Every time I am reminded of John Perry Barlow, I am also reminded of those heady days in the early 1990s when I first learned about the internet and first heard the word “cyberspace.”
For me at the time John Perry Barlow personified the spirit of the age. Those were the days of Mondo 2000 and Wired magazine. The days when I got my first real PC (actually a Mac). They were also the days when the underground electronic music scene was raging across the UK - free parties and techno, LSD and a strong sense of revolution in the air. Those were the days before Facebook and Google, the days when normal folk had yet to discover the internet and it was still a playground for the geeks and idealists. It was Barlow and his writing that convinced me that the internet was what I wanted to do with my life.
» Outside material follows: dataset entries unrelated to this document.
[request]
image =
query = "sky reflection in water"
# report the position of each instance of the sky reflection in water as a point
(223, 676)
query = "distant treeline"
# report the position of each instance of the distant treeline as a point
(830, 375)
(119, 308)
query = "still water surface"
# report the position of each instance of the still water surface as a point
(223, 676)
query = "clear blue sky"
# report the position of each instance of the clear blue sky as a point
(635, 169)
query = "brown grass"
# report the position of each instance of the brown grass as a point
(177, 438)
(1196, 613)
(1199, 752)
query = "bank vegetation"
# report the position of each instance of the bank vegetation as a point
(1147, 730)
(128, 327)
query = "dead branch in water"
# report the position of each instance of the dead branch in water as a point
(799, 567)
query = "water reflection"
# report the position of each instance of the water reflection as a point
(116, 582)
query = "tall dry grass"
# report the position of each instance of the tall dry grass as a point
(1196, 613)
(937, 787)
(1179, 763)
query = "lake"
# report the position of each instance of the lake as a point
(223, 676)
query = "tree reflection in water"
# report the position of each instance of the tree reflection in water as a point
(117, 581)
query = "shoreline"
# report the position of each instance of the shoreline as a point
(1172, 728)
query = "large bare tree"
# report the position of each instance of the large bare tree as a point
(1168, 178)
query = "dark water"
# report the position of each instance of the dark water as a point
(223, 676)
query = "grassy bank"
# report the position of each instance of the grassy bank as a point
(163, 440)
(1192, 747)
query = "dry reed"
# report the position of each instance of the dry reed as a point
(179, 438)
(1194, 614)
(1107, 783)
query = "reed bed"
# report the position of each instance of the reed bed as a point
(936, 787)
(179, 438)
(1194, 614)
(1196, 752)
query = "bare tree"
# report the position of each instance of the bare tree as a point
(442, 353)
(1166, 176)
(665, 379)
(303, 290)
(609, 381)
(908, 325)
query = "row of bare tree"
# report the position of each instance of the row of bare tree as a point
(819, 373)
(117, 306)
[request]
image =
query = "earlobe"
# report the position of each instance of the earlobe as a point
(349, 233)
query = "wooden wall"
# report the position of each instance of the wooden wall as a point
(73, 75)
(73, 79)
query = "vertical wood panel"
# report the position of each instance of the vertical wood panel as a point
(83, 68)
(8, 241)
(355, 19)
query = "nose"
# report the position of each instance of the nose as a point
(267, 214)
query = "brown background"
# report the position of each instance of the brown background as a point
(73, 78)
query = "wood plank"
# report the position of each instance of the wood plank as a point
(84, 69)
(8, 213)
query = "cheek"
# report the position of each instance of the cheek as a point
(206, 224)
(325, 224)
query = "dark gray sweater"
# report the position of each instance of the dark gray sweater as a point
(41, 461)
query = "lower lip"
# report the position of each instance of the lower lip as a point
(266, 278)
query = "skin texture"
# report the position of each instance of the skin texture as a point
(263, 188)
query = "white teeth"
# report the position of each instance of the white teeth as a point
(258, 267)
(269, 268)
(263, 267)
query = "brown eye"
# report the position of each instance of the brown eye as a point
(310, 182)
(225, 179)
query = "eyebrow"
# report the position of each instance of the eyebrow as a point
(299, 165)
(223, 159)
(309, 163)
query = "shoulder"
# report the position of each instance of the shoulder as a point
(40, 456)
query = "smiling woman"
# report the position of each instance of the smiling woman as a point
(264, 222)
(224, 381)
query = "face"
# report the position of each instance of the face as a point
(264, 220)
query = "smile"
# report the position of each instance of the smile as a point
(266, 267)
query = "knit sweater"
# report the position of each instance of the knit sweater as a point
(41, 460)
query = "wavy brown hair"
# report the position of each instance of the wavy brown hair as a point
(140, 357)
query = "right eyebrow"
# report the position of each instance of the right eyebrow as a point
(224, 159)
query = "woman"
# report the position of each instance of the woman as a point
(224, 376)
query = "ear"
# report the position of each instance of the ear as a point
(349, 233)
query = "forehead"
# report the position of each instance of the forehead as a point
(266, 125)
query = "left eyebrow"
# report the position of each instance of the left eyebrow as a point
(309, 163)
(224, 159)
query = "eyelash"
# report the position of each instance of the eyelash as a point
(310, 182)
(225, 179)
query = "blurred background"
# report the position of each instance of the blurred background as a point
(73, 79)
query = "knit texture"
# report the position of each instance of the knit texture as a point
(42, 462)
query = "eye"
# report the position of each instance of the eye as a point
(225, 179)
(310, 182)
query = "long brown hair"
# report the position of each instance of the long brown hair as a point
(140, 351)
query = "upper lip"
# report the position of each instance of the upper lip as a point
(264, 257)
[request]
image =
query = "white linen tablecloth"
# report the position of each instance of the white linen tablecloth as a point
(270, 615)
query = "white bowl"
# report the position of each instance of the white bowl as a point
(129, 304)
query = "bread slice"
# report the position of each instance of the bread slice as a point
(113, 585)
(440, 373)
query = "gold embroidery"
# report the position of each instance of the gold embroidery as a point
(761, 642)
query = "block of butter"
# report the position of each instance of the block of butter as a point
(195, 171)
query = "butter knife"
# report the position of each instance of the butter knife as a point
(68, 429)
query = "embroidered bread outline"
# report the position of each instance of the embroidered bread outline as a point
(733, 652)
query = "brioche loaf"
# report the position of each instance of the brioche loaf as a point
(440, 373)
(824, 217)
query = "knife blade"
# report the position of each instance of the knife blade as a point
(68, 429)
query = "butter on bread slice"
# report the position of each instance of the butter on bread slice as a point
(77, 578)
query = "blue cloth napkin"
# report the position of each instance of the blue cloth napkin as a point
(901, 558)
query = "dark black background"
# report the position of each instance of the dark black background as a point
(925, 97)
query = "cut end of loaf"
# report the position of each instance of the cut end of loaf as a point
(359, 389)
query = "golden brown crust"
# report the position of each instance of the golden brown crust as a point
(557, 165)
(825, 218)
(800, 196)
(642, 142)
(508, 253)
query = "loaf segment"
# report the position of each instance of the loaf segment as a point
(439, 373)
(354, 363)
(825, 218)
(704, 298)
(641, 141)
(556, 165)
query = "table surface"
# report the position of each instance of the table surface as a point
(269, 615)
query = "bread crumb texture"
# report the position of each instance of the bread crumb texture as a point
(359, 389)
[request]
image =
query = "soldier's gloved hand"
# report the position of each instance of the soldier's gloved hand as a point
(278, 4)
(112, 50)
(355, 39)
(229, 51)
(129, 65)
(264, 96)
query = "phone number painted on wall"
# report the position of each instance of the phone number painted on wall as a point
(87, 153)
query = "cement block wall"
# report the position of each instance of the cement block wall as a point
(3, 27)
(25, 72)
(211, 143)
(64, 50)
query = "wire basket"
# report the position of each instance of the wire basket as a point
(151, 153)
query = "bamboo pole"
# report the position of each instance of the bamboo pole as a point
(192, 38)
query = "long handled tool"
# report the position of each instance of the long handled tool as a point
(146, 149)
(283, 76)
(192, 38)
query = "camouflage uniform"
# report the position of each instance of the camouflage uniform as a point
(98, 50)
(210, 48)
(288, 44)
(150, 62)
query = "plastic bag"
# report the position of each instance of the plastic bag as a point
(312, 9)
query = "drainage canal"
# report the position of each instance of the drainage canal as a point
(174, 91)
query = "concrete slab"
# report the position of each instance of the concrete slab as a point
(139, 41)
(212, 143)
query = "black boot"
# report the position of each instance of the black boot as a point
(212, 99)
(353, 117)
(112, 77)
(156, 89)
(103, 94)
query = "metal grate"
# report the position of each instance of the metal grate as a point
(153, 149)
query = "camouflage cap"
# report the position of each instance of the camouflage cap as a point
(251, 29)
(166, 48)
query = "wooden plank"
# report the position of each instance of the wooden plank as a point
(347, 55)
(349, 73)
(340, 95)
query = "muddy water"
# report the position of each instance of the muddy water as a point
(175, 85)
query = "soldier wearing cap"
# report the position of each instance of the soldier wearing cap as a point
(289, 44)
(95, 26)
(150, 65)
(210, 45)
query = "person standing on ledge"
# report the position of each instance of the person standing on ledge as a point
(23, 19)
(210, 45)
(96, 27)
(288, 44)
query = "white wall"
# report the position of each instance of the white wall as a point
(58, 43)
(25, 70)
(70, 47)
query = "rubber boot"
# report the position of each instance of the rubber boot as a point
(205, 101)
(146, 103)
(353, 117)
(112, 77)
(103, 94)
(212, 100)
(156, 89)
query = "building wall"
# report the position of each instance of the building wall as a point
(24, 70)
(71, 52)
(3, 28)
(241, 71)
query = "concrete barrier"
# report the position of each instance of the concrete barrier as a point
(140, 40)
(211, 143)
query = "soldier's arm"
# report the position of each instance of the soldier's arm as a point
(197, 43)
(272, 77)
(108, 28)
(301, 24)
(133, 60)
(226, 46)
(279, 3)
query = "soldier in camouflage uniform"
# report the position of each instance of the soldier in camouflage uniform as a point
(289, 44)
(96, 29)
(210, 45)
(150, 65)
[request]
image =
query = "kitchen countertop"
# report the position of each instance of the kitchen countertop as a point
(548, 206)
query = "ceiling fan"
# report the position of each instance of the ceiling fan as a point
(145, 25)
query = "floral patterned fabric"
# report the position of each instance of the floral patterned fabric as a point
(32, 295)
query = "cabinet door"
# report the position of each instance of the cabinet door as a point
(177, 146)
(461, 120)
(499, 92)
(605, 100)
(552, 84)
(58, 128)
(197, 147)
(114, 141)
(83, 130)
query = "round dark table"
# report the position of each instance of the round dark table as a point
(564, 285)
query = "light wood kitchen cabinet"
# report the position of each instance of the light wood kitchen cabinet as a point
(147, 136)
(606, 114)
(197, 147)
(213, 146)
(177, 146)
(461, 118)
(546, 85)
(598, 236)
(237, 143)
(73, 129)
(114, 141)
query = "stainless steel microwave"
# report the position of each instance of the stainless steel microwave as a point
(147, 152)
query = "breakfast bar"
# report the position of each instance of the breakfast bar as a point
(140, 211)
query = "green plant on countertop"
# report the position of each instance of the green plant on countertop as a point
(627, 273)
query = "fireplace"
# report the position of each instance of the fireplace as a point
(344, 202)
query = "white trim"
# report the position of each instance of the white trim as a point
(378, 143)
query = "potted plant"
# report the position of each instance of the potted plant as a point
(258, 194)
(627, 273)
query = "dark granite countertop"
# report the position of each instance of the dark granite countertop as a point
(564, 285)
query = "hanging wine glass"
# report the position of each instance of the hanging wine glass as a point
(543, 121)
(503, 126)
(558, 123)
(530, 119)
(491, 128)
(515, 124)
John Perry Barlow was remarkably open about his use of LSD and other psychedelics. He didn’t treat them as party drugs. He saw them as ways to think differently. His experiences with psychedelics shaped his worldview, his music, and his ideas about the internet.
Barlow framed psychedelic use as a matter of what he called “cognitive liberty,” the idea that you should have the right to explore your own consciousness. He didn’t say everyone should take LSD, but he was adamant that everyone should have the right to.
The connection between LSD and the rise of personal computing is something that doesn’t get talked about enough. A lot of the people who designed the digital world were taking acid. For more on this I’d recommend the books From Satori to Silicon Valley: San Francisco and the American Counterculture and What the Dormouse said.
Of all Barlow’s works, “A Declaration of the Independence of Cyberspace” will always have the most resonance, for me at least. It’s a gorgeous piece of writing and although many now see it as a failed prophecy, I think we have yet to reach the end of this story and it’s premature to call it just yet.
I like being reminded of Barlow in these days of the corporate internet, government censorship and divisive social media. It’s good to remember the hopes people had for this technology. Naive, maybe, but they mattered.
Barlow himself, in his later years, admitted he underestimated how effectively corporations and governments would colonise the web. But he never stopped believing that connecting human minds was a good thing, maybe even a necessary one. The internet is just a tool. What we do with it is still an open question.
I still think the internet has a part to play in whatever comes next for us. I can’t prove it, but I feel it.